Нахмурив брови, Берек неприязненно заметил:
— Вагнер мог быть доволен и вами. Подкованные сапоги с блестящими металлическими шипами вы, правда, не носили, но вполне их заслужили. Ваши имена могут стоять рядом. На это вам нечего сказать.
Шлок не выдержал гневного взгляда Берека и опустил глаза. Наконец он собрался с силами и сказал:
— Мне трудно вам возражать, но сравнивать меня с Демьянюком — это чересчур. Я не убивал и не грабил. В то ужасное время я немало натерпелся и, как всякий человек, хотел отвести от себя смерть и цеплялся за крохотную надежду, думал: а вдруг Вагнер хоть на время отсрочит приговор и мне удастся уцелеть. Надо ли меня за это судить?
Терпение Берека иссякло, и он прервал его:
— Шлок, вас теперь занимает одно: придумать что-то в свое оправдание. Судьба вас, конечно, не пощадила. Когда Цибульский, защищаясь от ваших ударов, вашей же дубинкой огрел вас по спине, он меньше всего думал о том, что это станет причиной вашей болезни. Таким образом, он, Цибульский, и вынес вам приговор. В жизни случается, что тяжелая болезнь преображает человека, и он смотрит на мир по-другому, видит все вокруг в ином свете. Но с вами этого не произошло. Вы каким были, таким и остались. Под стражу пока вас никто не брал, дело на вас не заводил. Кое-кто, быть может, в ваших поступках не видит ничего страшного. Но будь я судьей…
Шлок переменился в лице и с отчаянием махнул рукой. Берек понял, что Шлок зажат в тиски, и на мгновение проникся чувством жалости к больному старику.
— Шлок, — сказал он, — мне пришлось разговаривать с вами как следователю, но виноваты в этом вы сами: своей неискренностью и увертливостью вы принудили меня так поступать. Вы мне дали понять, что готовы отказаться выполнить требование Фушера и избежать очной ставки с Вагнером. Завтра я, возможно, вам позвоню и скажу одно-единственное слово: «да» или «нет». Поминальную молитву по моему брату не заказывайте. И последнее: как вы обращались к Вагнеру, когда были друзьями?
— Густ.
У Шлока хватило ума убраться без лишних разговоров. Было слышно, как, тяжело шаркая, он идет по коридору и что-то бормочет, разговаривая сам с собою.
Глава восемнадцатая
ФАШИЗМ — И ЕСТЬ ФАШИЗМ
КРОВЬЮ НЕ ТОРГУЮТ
Светает.
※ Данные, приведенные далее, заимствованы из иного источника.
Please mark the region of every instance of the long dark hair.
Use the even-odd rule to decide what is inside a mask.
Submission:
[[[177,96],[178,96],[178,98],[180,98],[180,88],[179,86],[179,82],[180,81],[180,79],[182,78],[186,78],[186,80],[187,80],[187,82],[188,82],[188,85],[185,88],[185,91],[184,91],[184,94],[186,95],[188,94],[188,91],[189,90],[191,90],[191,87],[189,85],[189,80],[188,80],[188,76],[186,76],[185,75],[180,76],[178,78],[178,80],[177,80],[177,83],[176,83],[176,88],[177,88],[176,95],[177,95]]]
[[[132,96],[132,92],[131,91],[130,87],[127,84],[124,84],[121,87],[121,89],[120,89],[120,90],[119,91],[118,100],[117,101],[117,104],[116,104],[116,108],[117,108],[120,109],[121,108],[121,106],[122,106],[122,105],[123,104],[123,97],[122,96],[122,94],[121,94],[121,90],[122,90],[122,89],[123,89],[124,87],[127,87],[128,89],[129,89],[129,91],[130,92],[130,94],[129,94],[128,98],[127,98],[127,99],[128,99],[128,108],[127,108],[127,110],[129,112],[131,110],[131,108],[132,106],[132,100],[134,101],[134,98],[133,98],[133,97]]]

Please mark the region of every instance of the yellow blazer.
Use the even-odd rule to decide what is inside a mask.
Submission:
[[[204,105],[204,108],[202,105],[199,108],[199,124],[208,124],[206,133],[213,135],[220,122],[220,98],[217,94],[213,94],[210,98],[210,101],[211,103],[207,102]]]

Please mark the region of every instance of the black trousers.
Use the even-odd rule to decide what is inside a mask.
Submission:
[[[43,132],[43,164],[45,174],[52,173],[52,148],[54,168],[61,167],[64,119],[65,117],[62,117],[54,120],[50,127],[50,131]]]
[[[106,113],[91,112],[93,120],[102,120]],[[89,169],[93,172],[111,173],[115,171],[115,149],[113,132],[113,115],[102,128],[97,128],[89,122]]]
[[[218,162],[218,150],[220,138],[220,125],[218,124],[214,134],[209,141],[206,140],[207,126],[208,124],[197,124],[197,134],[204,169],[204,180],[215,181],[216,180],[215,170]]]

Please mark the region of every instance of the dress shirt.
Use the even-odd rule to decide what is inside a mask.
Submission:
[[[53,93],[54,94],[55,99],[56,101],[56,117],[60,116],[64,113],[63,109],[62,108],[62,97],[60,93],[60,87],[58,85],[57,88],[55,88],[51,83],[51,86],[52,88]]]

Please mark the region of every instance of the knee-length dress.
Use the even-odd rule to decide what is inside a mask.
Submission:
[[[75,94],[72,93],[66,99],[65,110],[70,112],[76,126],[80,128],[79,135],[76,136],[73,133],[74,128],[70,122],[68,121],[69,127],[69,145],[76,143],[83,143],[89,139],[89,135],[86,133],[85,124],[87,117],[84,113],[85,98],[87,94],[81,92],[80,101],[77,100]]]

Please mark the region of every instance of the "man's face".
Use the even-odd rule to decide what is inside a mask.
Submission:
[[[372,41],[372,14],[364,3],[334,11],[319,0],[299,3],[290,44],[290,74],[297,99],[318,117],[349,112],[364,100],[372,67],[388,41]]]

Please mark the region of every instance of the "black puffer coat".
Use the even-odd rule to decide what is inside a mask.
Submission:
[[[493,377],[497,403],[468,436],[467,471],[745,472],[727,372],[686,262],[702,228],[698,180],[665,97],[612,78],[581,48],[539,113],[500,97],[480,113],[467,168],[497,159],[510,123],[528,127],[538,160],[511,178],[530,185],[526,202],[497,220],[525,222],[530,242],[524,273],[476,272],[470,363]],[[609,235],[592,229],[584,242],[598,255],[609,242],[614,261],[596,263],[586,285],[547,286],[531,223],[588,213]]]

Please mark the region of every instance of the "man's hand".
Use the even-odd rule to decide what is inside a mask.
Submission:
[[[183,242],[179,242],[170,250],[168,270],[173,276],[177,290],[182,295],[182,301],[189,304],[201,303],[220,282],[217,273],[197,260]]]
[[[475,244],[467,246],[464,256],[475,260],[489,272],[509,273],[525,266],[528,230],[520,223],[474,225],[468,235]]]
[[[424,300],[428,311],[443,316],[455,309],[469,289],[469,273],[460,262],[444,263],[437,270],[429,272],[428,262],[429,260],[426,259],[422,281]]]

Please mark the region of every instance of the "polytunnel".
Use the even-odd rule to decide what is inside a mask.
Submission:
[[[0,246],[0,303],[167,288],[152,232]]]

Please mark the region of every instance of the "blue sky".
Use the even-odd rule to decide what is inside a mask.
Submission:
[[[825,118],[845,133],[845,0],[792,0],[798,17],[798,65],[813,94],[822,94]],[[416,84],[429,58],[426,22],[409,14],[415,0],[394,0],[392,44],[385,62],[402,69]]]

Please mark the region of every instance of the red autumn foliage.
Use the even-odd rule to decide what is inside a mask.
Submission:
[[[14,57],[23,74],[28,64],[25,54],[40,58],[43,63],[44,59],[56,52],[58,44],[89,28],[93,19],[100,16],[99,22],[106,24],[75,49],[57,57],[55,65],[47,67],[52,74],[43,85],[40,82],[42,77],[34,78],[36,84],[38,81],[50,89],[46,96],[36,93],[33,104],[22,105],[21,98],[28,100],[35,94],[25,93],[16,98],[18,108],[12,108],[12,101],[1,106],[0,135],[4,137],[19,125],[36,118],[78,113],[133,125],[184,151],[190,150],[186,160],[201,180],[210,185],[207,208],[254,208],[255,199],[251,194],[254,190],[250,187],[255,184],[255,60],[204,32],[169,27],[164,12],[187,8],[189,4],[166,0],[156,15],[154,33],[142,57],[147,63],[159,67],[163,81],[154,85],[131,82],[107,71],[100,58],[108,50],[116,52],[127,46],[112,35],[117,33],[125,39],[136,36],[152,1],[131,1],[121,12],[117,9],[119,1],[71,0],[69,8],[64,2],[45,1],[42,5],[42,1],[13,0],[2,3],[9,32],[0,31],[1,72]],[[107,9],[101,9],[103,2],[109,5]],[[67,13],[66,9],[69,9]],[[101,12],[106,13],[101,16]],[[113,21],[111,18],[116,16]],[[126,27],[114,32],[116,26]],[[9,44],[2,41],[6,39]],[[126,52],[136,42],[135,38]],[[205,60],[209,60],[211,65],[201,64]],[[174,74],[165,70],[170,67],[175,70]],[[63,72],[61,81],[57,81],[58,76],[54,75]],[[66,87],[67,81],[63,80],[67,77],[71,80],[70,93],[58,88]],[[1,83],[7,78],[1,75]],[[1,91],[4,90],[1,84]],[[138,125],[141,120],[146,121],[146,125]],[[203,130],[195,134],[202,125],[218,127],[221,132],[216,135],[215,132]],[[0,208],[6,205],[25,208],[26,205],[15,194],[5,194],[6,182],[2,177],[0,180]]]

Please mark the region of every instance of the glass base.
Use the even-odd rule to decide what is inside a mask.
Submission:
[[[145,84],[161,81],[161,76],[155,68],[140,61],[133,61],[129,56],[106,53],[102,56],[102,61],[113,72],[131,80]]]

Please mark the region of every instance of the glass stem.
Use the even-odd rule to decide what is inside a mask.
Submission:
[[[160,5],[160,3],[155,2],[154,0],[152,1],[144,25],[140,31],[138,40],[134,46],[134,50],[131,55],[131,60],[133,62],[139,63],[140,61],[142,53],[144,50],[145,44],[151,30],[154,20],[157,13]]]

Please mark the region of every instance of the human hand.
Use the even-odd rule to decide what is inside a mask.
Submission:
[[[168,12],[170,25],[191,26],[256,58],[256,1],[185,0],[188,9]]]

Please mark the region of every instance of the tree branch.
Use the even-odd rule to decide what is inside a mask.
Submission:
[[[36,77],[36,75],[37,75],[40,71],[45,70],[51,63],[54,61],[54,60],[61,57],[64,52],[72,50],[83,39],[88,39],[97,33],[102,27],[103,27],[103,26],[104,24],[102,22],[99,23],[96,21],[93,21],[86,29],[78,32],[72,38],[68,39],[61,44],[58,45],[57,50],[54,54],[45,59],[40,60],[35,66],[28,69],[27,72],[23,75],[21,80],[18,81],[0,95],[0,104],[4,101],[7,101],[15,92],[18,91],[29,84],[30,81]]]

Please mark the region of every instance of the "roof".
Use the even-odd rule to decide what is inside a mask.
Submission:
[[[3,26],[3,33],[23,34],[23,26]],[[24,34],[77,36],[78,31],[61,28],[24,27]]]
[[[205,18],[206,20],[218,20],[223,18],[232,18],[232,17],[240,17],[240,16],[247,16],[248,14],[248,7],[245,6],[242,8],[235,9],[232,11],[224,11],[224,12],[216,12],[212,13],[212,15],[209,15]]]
Берек поднимается с постели, и ему кажется, что прошла не одна ночь, а целая вечность. От пережитого накануне напряжения звенит в ушах. Голова гудит, сердце бьется учащенно. Фейгеле на его месте развела бы руками и, будто прогоняя дурной сон, трижды сплюнув через левое плечо, воскликнула бы: «Тьфу, сгинь, наваждение!» Ему и самому нет-нет да и приходит мысль, не сон ли все это, был ли на самом деле разговор со Шлоком или ему только кажется? Пожалуй, надо немного проветриться. Берек выходит на балкон и вдыхает свежий воздух.
Ночью на город надвинулись черные тучи и заполонили его. Разразилась гроза. На рассвете тучи постепенно рассеялись. На востоке небо заалело. Вскоре под солнечными лучами все вокруг начало на глазах меняться, рядиться в яркие одежды. Заблестели листья на деревьях, засверкали дождевые капли на травах. От обилия света Берек зажмурился. С наслаждением вдыхает он благоухающую свежесть раннего утра.